Le ruissellement

Les ruissellements, qui contribuent aux pollutions des eaux, sont souvent négligés dans les espaces agricoles, et mal abordés dans les documents d’urbanisme communaux.


Je garde en tête un cas de figure rencontré il y a quelques années. Face au débordement récurrent de son réseau enterré d’eaux pluviales, une commune rurale, de taille moyenne, nous avait demandé une étude des causes et solutions envisageables.

Cette commune était située en contrebas (aval) de terres agricoles, ce qui ne simplifie pas les choses, et le réseau qui posait problème recevait aussi la partie amont d’un petit cours d’eau, busé depuis plusieurs décennies au centre d’un espace bâti.

Quels problèmes pose un débordement de réseau, et plus généralement toute accentuation des ruissellements sur un territoire?

Au premier abord, pour le témoin lambda, l’eau qui ruisselle sur une route ralentit les voitures, gêne un peu les déplacements, et après quelques temps tout rentre dans l’ordre. L’impératif de prévenir ces ruissellements n’est pas une évidence pour la plupart d’entre nous, ce qui tempère notre volonté d’agir.

Ces ruissellements peuvent aussi causer des dommages aux riverains, générer des coûts de pompage, de balayage, de remise en état. Le dépit opère souvent, accusant la nature et le climat. Quelques mesures ponctuelles et improvisées sont parfois prises pour montrer qu’une réponse est apportée. Des bordures, des fossés, des avaloirs. Canaliser, pour vite amener l’eau plus loin.

Mais plus encore, ces ruissellements entraînent vers l’aval, dans un temps court, un bon nombre de polluants présents sur le bassin versant. Hydrocarbures et métaux lourds sur les voiries, engrais et produits de traitement dans les cultures… Avec les précipitations ordinaires, ces polluants sont dans une certaine mesure dégradés ou traités via le sol et la végétation en place, ou les ouvrages de gestion existants. Ce qu’un débit excessif ne permet plus. Et c’est la nappe ou les cours d’eau qui en font les frais. Loin des yeux…

Vallee de la Somme
La richesse écologique des milieux humides, ici la vallée de la Somme, dépend de la qualité de ses eaux, issues des eaux souterraines et des eaux de ruissellements, toutes tributaires de nos aménagements (photo CD80)

Les ruissellements sont donc responsables d’une grande part des pollutions des nappes et des cours d’eau, et par extension des milieux naturels qui y sont attachés. Et les coupables sont, en premier lieu, nos aménagements.

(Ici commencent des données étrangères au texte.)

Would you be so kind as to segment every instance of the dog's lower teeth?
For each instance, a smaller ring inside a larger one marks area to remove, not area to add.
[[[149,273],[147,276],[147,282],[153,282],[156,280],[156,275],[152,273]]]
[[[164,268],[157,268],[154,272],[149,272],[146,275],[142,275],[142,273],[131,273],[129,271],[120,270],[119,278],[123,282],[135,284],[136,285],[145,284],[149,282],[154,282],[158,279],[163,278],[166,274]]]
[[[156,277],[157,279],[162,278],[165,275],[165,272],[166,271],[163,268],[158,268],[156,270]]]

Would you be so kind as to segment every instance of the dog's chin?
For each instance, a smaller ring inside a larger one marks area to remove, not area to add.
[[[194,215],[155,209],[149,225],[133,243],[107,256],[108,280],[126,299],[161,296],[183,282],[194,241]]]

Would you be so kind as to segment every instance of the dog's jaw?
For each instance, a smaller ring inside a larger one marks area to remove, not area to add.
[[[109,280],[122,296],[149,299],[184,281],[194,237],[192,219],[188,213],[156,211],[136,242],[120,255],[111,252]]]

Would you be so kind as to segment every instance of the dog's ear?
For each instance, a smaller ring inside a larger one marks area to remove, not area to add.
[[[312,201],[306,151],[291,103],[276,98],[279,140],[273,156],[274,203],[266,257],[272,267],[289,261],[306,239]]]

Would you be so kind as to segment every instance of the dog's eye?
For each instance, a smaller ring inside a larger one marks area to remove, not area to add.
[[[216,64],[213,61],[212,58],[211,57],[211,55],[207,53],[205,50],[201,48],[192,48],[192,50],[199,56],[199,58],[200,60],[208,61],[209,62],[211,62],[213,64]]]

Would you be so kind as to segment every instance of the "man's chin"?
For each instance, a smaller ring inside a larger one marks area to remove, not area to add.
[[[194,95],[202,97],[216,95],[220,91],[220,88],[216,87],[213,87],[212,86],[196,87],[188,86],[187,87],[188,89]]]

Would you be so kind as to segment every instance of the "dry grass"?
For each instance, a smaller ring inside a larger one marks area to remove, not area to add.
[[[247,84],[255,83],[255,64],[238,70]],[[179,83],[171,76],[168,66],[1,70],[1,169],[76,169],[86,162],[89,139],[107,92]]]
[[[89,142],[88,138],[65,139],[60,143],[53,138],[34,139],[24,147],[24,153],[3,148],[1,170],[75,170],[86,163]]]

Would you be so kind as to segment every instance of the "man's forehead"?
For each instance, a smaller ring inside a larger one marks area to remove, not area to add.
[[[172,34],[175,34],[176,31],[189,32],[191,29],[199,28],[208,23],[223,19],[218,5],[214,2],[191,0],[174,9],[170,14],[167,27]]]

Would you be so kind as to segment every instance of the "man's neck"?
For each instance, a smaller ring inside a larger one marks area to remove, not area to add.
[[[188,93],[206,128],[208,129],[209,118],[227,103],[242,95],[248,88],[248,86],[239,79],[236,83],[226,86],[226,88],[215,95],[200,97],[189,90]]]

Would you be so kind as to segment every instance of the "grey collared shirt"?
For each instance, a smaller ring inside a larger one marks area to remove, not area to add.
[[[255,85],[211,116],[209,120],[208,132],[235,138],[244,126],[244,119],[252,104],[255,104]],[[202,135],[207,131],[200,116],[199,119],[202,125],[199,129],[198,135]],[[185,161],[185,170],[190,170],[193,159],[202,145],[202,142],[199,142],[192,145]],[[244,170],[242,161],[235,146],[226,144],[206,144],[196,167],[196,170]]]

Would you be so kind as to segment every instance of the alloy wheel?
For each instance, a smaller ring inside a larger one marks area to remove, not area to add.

Premières causes des ruissellements

Dans le cas de ma commune rurale, il y a d’abord une absence de gestion du risque de ruissellement dans l’espace agricole amont. Les cultures sont en pente vers l’espace urbanisé dont le réseau enterré collecte directement les ruissellements. Pas de haies perpendiculaires aux pentes, peu de talus, pas d’espaces tampon, pas d’aménagements de stockage et d’infiltration, pas de cohérence dans le sens des parcelles… Bref, dans les territoires agricoles, l’imprévisibilité de la nature a bon dos lorsque le risque de ruissellements n’est pas pris en compte.

Ruissellement dans un espace cultivé (photo BRGM, DDT60)

Dans ma commune rurale, comme dans beaucoup de communes, il y a aussi l’extension et l’intensification de l’urbanisation. Qui augment le nombre de personnes exposées aux risques, certes, mais aussi qui augmente les apports de ruissellements. Quand bien même le PLU (document d’urbanisme) semble souhaiter le contraire.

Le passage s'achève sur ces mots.